1 Mayıs işçi sınıfının birlik, beraberlik, dayanışma ve mücadele günüdür. 1886’dan bu yana tam 134 yıl geçti. Her 1 Mayıs günü yüreklerimiz dünya işçileriyle birlikte çarpar. Alanlara çıkarak 1 Mayıs geleneğine sahip çıkarız. Patronların yüreklerine korku salan bu büyük gün bizzat işçi sınıfının patronlar sınıfına karşı mücadele edip kazandığı bir gündür. 1800’lü yıllarda Amerika’da işçi sınıfının çalışma koşulları alabildiğine ağır olmasına rağmen işçiler her gün 16 saat çalışıyorlardı. İşçiler insanlık dışı koşullarda çalışmaya mahkûm edilmiş, patronların azgınca sömürüsü işçileri canından bezdirmişti. İşçi sınıfı bu koşullara karşı örgütlenmeye ve daha kısa işgünü için mücadele bayrağını yükseltmeye başlamıştı. Evlerine gidip dinlenemeyen, çocuklarının yüzlerini göremeyen işçilerin mücadele sloganları artık duyuluyordu. “Sekiz saat çalışma, sekiz saat uyku, sekiz saat canımız ne isterse.” İşçiler bu anlamlı sloganlarını alanlarda haykırmaya devam ettiler. Chicago’da 80 bin işçi greve gitmiş, ülke genelinde 350 bin işçi yürümüştü. Hayat adeta durmuştu. Patronlar ne yapacaklarını şaşırmışlardı. Ellerinden gelen her türlü baskıyı yapsalar da, saldırıyı arttırsalar da bir kere ok yaydan çıkmıştı.

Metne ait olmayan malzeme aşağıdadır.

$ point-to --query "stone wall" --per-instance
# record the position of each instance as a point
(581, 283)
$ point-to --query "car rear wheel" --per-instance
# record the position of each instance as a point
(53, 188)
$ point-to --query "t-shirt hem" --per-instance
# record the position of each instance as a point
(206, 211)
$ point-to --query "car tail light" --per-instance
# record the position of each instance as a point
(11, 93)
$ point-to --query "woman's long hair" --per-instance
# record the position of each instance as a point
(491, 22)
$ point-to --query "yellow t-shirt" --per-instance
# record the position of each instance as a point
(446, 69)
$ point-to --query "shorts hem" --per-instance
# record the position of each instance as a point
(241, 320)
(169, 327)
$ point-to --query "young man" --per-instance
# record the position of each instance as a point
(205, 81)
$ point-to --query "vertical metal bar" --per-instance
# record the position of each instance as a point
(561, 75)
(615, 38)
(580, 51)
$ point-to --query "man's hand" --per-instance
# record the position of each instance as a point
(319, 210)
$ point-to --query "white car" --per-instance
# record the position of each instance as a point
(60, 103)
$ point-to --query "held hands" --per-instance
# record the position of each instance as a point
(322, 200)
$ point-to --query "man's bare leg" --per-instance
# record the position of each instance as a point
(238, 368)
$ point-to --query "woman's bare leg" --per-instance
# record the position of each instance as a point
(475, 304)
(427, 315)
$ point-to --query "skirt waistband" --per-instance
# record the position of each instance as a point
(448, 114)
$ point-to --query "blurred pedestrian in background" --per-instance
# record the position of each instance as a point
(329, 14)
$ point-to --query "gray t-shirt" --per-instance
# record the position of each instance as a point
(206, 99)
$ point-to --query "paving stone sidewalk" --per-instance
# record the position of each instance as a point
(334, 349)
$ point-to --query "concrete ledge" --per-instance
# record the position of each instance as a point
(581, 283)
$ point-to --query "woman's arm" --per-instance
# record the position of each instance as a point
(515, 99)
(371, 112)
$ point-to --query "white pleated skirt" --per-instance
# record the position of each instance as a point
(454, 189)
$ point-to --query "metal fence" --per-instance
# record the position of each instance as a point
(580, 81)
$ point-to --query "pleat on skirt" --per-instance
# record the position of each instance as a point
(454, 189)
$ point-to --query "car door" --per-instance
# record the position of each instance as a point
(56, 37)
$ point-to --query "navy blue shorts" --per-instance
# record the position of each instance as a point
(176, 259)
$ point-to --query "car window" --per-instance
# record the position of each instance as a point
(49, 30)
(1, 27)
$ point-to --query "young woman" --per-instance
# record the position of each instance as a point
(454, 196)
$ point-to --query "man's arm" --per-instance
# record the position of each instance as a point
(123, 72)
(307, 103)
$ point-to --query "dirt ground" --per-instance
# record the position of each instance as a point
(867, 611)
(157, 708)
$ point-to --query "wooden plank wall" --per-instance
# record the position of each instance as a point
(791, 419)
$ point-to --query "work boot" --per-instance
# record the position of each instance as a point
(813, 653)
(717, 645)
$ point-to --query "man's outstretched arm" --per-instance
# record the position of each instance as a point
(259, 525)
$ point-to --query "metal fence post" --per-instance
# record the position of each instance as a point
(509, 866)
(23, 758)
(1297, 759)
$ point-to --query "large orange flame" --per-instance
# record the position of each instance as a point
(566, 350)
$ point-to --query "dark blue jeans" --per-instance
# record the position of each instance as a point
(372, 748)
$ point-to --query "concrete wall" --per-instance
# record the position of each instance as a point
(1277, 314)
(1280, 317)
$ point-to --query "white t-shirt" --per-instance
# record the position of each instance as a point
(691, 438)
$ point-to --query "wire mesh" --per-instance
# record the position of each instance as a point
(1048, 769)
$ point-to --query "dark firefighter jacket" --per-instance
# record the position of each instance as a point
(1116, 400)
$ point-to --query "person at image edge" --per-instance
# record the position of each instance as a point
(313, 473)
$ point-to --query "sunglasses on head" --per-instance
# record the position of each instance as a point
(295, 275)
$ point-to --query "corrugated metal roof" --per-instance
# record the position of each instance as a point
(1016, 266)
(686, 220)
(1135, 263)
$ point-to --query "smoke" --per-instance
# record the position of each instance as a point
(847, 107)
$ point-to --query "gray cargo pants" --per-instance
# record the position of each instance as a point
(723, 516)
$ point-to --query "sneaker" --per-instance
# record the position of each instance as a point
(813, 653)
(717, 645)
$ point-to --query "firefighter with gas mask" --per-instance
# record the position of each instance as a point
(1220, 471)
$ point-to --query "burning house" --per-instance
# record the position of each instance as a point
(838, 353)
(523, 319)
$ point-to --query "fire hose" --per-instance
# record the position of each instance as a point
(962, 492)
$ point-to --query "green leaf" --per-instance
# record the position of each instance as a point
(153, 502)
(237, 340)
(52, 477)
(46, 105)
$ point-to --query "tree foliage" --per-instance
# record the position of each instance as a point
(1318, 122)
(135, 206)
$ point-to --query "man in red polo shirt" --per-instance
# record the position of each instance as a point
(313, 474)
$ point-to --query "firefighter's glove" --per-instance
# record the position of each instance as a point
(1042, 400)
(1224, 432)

Amerikalı işçiler bunca zaman çektikleri açlığın, yoksulluğun pençesinden kurtulmak için ayağa kalkmıştı. İşçiler kararlı, bilinçli ve örgütlüydüler. İlerde işçi sınıfına önemli bir miras olarak kalacak hakları için canla başla mücadele ettiler. Bu süreçte Amerikan burjuvazisi kirli planların ve oyunların peşindeydi. İşçi sınıfına önderlik edenleri tutuklatıyor, çeşitli dalaverelerle suçlu ilan ediyor, yargıçlara rüşvet veriyordu. Dört işçi önderini bu yalanlarla idam ettirdiler. İdama giden işçi önderlerinden August Spies şunları söylemişti: “Eğer bizi asarak, tahakküm altında yaşayan, sefalet içinde çalışan ve kurtuluşu bekleyen milyonların bu hareketini, işçi hareketini ezebileceğinizi umuyorsanız, eğer düşünceniz buysa, o zaman durmayın asın bizi! Burada bir kıvılcımı ezeceksiniz, ama şurada, burada veya orada, arkanızda ve önünüzde her yerde alevler yükselecek. Bu gizli bir ateştir. Bunu asla söndüremeyeceksiniz, asla!” Patronlar sınıfı işçilerin mücadele ateşini hiçbir zaman söndüremeyecek. Tarih boyunca işçi sınıfı patronlar sınıfına karşı her daim mücadelesini sürdürmüştür ve sürdürüyor.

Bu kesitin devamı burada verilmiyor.